Equal signs must be valid. The derivative of y does NOT equal -x+1 and -x+1 does not equal y. I will agree that the derivative of y = the derivative of -x+1 = 1.
So where does the derivative of the circle equal -1? Draw this line! What is the equation of this line? What does c equal?

Hi,

I cat understand unfortunatly I lost around a week and a half about this topic since I was severely ill.

Can you pls shoe me an example .... even if this is not the answer to this.

Thanks since this is important for my schoel exams.

 

[Steven G]

Hi,

I cat understand unfortunatly I lost around a week and a half about this topic since I was severely ill.

Can you pls shoe me an example .... even if this is not the answer to this.

Thanks since this is important for my schoel exams.

Suppose you have the equation y=x^2 and you want to find the equation of the tangent line at x=2.

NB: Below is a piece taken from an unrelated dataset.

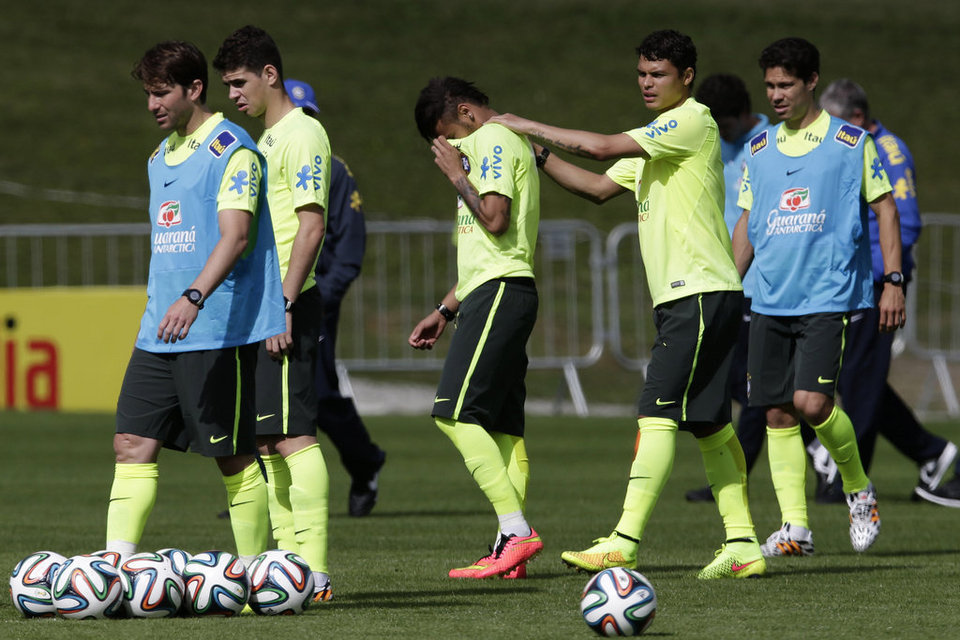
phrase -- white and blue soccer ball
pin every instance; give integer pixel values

In order to find an equation of any line you either need two points OR a point and a slope. We will find the equation of this tangent line using one point and a slope.

A point has an x and y value. We know the x-value, we need to find the y-value. Since y=x^2 we know that the y-value is 2^2 or 4. So our point is (2,4).

We now need the slope of this line. Well y' = 2x and this IS OUR SLOPE FORMULA. You plug in an x-value into y' (or derivative formula) and out comes the slope of the tangent line. If x=2, then y'=2*2 =4. So the slope of the tangent line at x=2 is 4. So m=4.

The equation of the line which passes through (2,4) and whose slope is 4 is y=4x-4.


Another problem. What if we wanted to know the equation of the tangent line to y=x^2-5x and the slope of this line is to 3.

So again we need a slope and a point. Well we have the slope, it was given to be 3. Hence we need a point. This time we do not have the x-value of a point on the line. But we know that m=3 and this line is tangent to the curve. This means that we want y' to equal 3. y' = 2x-5 and it equals 3 when x=4. Then y=4^2-5*4=-4. So a point on the line is (4,-4)

The equation of this line is y=3x-16. Note that the slope is 3 and it crosses (4,-4) which is a point on the curve.

For part C. This is not a calculus problem at all. You are given the end points of a diameter of the circle. The center is in the middle of that diameter. The radius is the distance from the center to one of the endpoints of the diameter or half the distance of the diameter.
You need to know how to find the midpoint of a line segment given the endpoints and how to find the distance between two points.

Show us your work for additional help.